The Infosys Prize 2019 in Engineering and Computer Science is awarded to Prof. Sunita Sarawagi for her research in databases, data mining, machine learning and natural language processing, and for important applications of these research techniques. The prize recognizes her pioneering work in developing information extraction techniques for unstructured data.

Bio

Prof. Sunita Sarawagi is Institute Chair Professor in Computer Science and Engineering at IIT-Bombay. Prof. Sarawagi received her B.Tech. in Computer Science from the Indian Institute of Technology, Kharagpur in May 1991. She received her M.S. and Ph.D. in Computer Science from the University of California at Berkeley where she studied under Michael Stonebraker.

Following her Ph.D. Sarawagi did stints at IBM Almaden Research Center as research scholar, Carnegie Mellon as visiting faculty, and joined IIT-Bombay in 1999.

Between July 2014 and July 2016 Prof. Sarawagi was Visiting Scientist at Google Inc. in Mountain View where she worked on deep learning models for personalizing and diversifying YouTube and Play recommendations, improving Duo’s conversation assistance engine, and extracting attributes of classes from the Knowledge Graph.

Among her many awards are IBM Faculty award (2003 and 2008); Fellow of the Indian National Academy of Engineering (INAE) (2013); PAKDD Most Influential Paper Award 2014 for the paper: “Discriminative Methods for Multi-labeled Classification Shantanu Godbole and Sunita Sarawagi in PAKDD 2004”.

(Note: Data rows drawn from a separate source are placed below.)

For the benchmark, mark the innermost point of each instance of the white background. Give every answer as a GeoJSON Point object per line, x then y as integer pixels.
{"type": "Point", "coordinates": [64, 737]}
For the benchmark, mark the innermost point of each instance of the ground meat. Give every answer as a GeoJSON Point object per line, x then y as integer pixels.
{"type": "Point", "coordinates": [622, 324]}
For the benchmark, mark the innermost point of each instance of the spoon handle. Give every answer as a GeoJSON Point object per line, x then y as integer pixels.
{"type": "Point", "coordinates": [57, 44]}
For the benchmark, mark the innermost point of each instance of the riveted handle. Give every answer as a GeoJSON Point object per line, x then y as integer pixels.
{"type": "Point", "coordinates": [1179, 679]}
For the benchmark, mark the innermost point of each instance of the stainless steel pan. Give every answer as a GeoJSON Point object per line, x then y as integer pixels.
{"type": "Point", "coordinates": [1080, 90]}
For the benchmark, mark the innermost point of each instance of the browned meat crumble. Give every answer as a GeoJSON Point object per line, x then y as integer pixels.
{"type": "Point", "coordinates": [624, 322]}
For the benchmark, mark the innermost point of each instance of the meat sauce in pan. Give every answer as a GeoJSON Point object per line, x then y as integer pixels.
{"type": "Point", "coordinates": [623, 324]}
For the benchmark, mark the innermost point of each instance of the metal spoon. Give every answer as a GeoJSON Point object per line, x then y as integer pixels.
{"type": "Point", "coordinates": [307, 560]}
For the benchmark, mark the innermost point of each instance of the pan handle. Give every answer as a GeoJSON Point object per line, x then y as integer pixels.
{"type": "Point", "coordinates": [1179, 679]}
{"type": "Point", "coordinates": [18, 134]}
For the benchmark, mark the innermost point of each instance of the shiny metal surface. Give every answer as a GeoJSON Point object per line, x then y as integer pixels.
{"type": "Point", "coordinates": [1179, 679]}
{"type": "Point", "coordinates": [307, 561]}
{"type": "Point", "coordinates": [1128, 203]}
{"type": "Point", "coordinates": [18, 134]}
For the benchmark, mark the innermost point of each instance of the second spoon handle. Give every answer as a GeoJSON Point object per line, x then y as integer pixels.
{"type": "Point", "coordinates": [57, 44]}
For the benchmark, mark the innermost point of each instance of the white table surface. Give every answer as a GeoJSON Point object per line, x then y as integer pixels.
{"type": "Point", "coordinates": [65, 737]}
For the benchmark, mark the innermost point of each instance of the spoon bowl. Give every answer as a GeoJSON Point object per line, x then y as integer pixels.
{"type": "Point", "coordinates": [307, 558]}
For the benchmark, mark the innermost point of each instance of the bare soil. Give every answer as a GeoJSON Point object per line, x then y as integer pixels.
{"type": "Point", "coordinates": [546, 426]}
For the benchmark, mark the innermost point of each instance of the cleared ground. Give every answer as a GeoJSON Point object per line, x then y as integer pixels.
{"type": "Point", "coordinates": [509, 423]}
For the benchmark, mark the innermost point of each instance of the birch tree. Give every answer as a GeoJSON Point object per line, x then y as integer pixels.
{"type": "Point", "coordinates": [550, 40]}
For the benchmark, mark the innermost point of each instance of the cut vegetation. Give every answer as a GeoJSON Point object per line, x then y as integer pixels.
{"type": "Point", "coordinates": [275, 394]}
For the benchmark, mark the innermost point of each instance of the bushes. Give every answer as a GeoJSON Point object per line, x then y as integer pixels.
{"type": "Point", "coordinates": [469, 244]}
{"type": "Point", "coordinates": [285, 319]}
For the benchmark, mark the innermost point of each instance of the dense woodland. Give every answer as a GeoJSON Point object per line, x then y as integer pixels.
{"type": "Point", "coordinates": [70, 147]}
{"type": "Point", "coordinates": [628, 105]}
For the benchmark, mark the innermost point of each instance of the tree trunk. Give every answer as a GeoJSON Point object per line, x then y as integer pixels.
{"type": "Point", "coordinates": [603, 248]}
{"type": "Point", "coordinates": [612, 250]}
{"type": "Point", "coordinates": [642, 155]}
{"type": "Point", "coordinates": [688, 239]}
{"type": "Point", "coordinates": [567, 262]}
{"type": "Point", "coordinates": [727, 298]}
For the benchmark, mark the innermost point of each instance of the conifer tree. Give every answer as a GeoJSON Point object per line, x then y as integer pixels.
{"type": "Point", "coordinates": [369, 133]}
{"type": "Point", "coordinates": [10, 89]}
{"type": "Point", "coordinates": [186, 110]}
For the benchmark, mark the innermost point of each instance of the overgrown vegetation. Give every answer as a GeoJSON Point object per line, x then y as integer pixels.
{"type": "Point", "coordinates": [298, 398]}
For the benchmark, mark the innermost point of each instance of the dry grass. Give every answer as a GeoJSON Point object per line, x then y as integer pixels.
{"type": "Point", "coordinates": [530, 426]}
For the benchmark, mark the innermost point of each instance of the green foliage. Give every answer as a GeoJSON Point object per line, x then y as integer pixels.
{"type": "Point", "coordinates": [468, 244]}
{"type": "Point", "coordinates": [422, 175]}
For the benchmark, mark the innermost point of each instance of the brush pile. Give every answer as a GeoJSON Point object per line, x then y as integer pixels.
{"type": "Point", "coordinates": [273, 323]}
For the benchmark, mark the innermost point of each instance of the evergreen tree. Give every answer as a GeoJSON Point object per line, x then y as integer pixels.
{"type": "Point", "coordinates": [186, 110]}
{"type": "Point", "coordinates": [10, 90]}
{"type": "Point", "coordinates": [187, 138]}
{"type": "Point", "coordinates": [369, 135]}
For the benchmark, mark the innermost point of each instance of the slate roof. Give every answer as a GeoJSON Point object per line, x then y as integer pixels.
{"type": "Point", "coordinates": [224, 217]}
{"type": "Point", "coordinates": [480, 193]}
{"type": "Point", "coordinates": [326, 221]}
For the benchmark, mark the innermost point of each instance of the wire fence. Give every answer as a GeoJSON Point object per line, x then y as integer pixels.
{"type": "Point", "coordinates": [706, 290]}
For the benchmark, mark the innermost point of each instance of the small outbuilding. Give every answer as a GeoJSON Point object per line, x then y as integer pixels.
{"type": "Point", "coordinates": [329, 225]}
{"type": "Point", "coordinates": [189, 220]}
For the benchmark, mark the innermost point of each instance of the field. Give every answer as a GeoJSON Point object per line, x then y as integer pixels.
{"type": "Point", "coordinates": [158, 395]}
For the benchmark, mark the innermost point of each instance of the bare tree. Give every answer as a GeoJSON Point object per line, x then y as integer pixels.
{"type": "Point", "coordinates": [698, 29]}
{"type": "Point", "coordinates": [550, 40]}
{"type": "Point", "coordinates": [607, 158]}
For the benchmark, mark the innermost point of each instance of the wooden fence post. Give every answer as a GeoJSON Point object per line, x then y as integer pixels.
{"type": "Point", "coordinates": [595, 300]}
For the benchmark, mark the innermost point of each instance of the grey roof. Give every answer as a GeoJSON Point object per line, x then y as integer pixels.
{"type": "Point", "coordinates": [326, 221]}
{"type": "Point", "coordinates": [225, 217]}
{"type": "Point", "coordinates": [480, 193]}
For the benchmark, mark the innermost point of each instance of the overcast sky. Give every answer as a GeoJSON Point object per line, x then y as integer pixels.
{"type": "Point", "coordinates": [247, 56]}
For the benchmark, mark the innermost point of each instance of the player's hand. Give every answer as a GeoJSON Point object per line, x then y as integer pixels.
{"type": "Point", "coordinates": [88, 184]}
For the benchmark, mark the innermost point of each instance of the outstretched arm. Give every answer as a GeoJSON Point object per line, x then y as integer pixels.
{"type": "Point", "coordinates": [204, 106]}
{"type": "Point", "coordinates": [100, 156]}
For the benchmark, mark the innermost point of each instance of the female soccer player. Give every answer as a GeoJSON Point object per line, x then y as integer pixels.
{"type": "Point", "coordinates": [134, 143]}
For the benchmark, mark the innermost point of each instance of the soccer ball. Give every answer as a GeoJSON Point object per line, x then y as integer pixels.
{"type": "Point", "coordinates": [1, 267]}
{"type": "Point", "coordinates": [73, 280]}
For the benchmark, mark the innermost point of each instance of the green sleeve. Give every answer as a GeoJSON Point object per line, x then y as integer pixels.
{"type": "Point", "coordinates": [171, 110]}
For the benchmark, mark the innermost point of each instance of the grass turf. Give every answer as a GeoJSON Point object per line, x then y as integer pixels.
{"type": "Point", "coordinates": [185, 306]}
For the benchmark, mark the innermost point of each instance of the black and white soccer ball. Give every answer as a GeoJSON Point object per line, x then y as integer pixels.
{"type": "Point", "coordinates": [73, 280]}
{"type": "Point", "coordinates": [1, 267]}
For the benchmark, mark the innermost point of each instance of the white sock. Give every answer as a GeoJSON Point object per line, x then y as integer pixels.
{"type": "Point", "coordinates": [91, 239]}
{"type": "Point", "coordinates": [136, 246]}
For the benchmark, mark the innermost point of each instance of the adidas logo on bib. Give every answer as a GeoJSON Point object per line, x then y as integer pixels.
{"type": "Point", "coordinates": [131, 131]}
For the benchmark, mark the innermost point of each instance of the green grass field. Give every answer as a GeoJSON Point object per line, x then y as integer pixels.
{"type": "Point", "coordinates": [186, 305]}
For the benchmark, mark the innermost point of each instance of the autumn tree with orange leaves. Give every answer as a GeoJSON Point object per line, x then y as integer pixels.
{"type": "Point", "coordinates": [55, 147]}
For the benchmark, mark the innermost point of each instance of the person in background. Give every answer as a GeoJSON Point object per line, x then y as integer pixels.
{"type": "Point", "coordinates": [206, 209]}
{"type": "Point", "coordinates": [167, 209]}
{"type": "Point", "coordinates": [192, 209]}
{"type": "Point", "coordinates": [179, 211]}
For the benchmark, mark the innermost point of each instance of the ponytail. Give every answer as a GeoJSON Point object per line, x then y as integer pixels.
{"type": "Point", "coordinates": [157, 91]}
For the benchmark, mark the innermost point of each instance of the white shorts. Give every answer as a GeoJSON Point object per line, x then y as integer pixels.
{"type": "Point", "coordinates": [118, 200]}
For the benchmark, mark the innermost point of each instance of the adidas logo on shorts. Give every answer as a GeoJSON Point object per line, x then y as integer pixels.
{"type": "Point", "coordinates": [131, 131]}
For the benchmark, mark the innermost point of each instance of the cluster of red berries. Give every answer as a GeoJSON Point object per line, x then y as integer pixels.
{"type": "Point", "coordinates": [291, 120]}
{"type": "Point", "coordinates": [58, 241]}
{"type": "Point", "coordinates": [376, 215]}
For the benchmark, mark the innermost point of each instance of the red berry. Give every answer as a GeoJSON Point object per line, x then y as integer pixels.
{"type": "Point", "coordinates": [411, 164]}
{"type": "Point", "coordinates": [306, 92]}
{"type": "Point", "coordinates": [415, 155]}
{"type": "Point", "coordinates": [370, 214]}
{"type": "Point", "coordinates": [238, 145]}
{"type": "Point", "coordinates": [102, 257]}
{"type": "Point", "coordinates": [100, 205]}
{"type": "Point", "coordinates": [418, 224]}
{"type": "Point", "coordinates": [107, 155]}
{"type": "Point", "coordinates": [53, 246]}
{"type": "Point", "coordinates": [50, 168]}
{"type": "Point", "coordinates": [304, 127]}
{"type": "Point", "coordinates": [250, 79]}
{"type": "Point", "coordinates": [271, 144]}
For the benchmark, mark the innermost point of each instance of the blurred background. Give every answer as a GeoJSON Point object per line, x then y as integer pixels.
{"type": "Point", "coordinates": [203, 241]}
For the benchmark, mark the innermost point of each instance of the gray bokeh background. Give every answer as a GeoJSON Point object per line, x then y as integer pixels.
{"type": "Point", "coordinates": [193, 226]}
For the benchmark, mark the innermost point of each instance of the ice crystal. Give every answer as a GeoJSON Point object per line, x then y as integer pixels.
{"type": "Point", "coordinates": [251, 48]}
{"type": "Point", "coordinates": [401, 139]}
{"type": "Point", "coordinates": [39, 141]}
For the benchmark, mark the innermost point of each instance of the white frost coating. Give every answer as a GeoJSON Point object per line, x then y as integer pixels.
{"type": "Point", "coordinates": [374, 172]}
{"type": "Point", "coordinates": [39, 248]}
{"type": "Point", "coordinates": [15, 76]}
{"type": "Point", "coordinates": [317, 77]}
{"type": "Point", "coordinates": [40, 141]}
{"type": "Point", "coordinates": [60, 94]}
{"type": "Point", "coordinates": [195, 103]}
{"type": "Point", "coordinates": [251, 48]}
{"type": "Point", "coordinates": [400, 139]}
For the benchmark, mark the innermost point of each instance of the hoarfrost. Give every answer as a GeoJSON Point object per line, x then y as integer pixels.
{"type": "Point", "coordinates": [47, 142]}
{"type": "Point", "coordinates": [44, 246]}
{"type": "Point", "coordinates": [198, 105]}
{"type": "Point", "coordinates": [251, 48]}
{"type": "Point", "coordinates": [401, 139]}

Prof. Sarawagi has several patents to her name. They include a patent for “Database System and Method Employing Data Cube Operator for Group-By Operations” and a patent for “Efficient evaluation of queries with mining predicates”.

Scope and impact of work

Prof. Sunita Sarawagi’s research is based on the development of fundamental principles and has had profound practical impact. Both these characteristics can be illustrated using just two examples from Prof. Sarawagi’s many papers.

Postal addresses have a structure: country, state, PIN, city, street, and so on. However, postal addresses that appear on the web and in other repositories are continuous text and often have some of these attributes missing. A challenge is to convert such unstructured text into structured information, which is much more efficient for handling queries and other applications.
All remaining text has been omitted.